Moins de 2 % du budget national ont été consacrés aux dépenses d’investissement, selon le Rapport de la reddition des comptes sur l’exécution du budget 2020.

3. Sur le volet infrastructures à caractère social,

👉🏻 Hôpitaux, maternités, morgues,
👉🏻 Universités
👉🏻 Écoles maternelles, primaires, secondaires et humanités

Il sied d’emblée de souligner que Kinshasa est certes le miroir de la RDC mais n’est pas la RDC.

Il faut s’informer sur les conditions que vivent les compatriotes dans nos villages, secteurs, territoires pour comprendre la gravité de la situation, interpelle l’avocat.

Pour atteindre un hôpital, parfois il faut parcourir 5, 10, 15, voire 20 Kilomètres. Un parcours de combattant.

A en croire Me Claude Baziluka, depuis l’arrivée de Félix Tshisekedi, très peu de millions ont été consacrés à la construction, la rénovation ou même l’équipement des hôpitaux, des maternités et des morgues dans nos villages, chefferies, secteurs, territoires.

Quid alors de la situation des écoles en général ?

Dans ce domaine, ce sont principalement les catholiques, suivis des protestants et d’autres confessions religieuses qui suppléent à la carrence de l’Etat.

Dans différents villages de la RDC, et même au plateau de Bateke, proche de Kinshasa, certaines écoles sont dépourvues des tableaux, des bancs, des craies…

Combien de millions ont été déjà consacrés pour la construction, la rénovation ou même l’équipement des écoles ? S’interroge-t-il.

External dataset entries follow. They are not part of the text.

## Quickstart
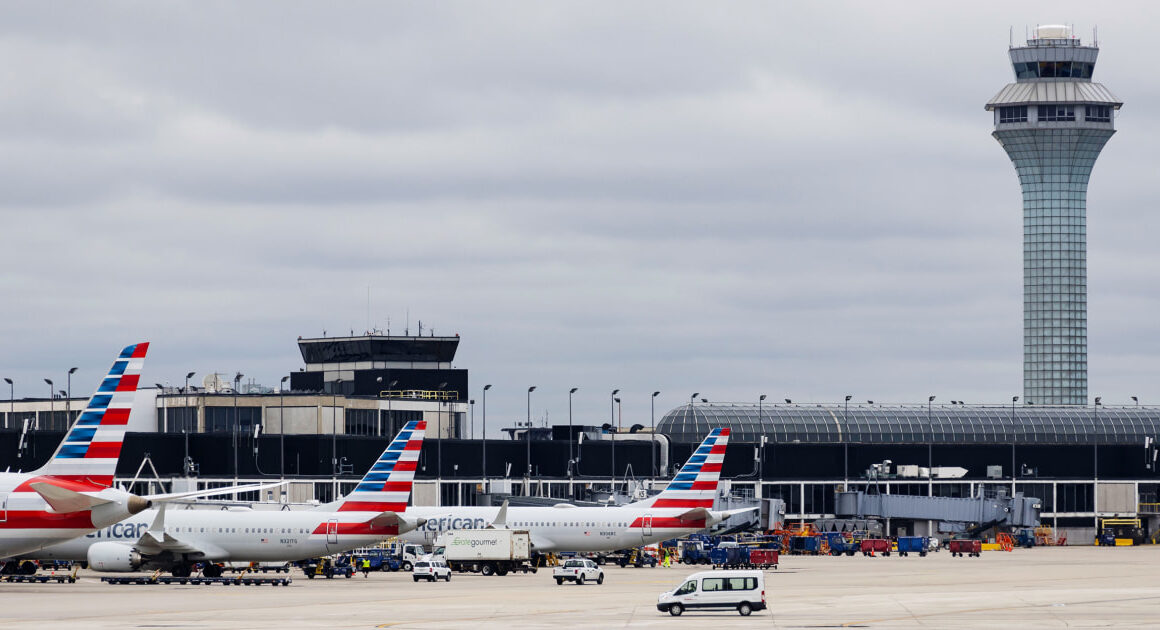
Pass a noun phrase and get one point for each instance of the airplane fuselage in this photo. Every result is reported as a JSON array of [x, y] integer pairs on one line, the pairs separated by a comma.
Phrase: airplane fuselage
[[559, 528], [236, 535]]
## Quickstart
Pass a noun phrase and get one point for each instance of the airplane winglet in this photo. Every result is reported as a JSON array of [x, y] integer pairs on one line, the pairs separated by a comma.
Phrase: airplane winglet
[[500, 521], [64, 500]]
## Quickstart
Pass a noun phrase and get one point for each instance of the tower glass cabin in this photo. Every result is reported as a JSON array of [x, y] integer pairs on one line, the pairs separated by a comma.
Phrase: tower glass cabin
[[1053, 121]]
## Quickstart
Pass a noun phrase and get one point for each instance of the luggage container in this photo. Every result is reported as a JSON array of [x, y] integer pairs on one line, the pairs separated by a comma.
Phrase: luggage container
[[871, 545], [969, 548], [912, 544], [763, 558]]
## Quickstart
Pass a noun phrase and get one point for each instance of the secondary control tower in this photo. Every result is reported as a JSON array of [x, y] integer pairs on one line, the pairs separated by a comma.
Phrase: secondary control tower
[[1053, 121]]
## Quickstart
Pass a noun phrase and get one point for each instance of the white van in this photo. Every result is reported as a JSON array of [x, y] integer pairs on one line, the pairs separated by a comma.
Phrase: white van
[[744, 591]]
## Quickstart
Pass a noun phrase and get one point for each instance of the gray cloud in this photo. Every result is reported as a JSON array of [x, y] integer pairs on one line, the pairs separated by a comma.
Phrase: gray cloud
[[800, 201]]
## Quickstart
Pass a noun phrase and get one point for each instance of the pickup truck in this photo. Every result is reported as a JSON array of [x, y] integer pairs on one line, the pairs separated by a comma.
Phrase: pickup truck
[[578, 571]]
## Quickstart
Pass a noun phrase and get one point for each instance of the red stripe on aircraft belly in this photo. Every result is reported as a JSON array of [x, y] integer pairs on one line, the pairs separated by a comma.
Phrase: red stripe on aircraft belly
[[46, 520], [666, 522], [106, 450], [75, 483], [371, 506], [683, 502]]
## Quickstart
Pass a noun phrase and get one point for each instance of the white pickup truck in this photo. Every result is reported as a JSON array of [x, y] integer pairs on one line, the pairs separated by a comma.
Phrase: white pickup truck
[[579, 571]]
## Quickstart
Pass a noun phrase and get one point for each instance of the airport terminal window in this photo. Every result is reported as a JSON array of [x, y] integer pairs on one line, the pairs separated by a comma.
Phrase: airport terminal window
[[1057, 113], [1097, 114], [1014, 114]]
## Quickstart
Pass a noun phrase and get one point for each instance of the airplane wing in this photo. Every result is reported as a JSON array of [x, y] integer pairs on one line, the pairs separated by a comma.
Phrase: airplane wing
[[64, 500], [157, 540], [389, 518]]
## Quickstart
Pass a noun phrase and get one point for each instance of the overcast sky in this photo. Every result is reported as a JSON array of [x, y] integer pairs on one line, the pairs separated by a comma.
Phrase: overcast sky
[[794, 198]]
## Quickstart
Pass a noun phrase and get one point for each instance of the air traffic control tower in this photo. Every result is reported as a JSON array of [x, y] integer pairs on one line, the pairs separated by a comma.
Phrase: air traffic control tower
[[1053, 121]]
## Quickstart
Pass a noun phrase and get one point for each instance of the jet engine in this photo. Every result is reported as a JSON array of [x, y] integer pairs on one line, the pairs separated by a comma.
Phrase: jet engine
[[114, 557]]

Lorsque nous apprenons de la voix du ministre de l’ EPST lui même qu’il a bloqué un paiement de plus de deux millions de dollars juste pour établir des cartes biométriques aux élèves, on peut bien se questionner sérieusement sur les priorités de ce pouvoir.

Combien d’universités sont en cours de construction ? Combien consacre t’on à la recherche, à la formation des nouveaux professeurs d’université ?
Combien de millions ont déjà été pour la construction et l’entretien des routes intérêt national et de desserte agricole ?

C’est pourquoi il préconise toute réforme qui debarasserait la RDC des décisions tjrs pyramidales de l’unitarisme au profit du fédéralisme, ou même du régionalisme, qu’on aura à définir.

En définitive, les différents budgets adoptés comme leur exécution depuis l’avènement du pouvoir actuel ne permettent nullement de dire ‘ le peuple d’abord ‘ ou ‘ le salut du peuple est la loi suppreme ‘ sont vraiment les philosophies qui dictent l’action de ce pouvoir.

En conséquence, en dépit de ses multiples discours, ‘ le peuple d’abord ‘ n’est jusque-là du populisme, affirme ce libre penseur.

“Comme le pouvoir actuel semble prendre à bras le corps la question de la maximisation des recettes, il sera aberrant et inexplicable que l’embellie actuelle ne serve en priorité et majoritairement, comme dans le passé, qu’au traitement de trois premières institutions du pays”, estime Me Claude Baziluka.

Mon souhait est que, dans le cadre du budget qui sera voté pendant la session de septembre 2021, ‘ le peuple d’abord ‘ et ‘ le salut du peuple est la loi suppreme ‘ prennent réellement corps et forme et cessent d’être des slogans creux”, conclut-il.